Classification systems change because new organisms, new characters and new evolutionary relationships are continually discovered.
Classification depends on the purpose of grouping. For example, in a classroom one may group people by age or class; in a workplace by occupation; in a locality by language or residence. The chosen criteria should be clear and consistently applicable.
People can be classified by observable or useful criteria such as age, sex, occupation, language, place of residence, habits or relationship.
Correct identification links an organism to known information about its morphology, relationships, distribution, uses and ecological role. For populations, it helps compare similarities and differences within and between groups of organisms.
Identification tells us the correct name, characters and taxonomic position of an organism or population.
- A. Mangifera Indica
- B. Mangifera indica
In binomial nomenclature, the genus name begins with a capital letter and the specific epithet begins with a small letter. Therefore, Mangifera indica is correct, while Mangifera Indica is not.
Mangifera indica is correctly written.
Taxa may occur at different levels, such as species, genus, family, order, class, phylum/division and kingdom. Examples include Homo sapiens as a species, Homo as a genus, Hominidae as a family, Mammalia as a class and Animalia as a kingdom.
A taxon is a unit of classification representing a rank or category in the taxonomic hierarchy.

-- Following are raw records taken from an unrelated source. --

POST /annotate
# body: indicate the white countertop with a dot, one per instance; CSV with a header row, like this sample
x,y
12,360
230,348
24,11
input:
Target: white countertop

- a. Species Order Phylum Kingdom
- b. Genus Species Order Kingdom
- c. Species Genus Order Phylum
The full ascending hierarchy is species, genus, family, order, class, phylum/division and kingdom. Option (c) preserves this relative order for the listed categories.
(c) Species Genus Order Phylum is the correct sequence among the given choices.
Phylum is a high animal category containing related classes; in plants the comparable category is division. Class contains related orders. Order is an assemblage of related families. Family contains related genera and is characterised by shared features. Genus contains closely related species with more common characters than species belonging to other genera.
Phylum, class, order, family and genus are taxonomic categories at different levels of hierarchy.
Mango: species Mangifera indica; genus Mangifera; family Anacardiaceae; order Sapindales; class Dicotyledonae; division Angiospermae; kingdom Plantae. Human: species Homo sapiens; genus Homo; family Hominidae; order Primata; class Mammalia; phylum Chordata; kingdom Animalia.
Example plant: mango. Example animal: human.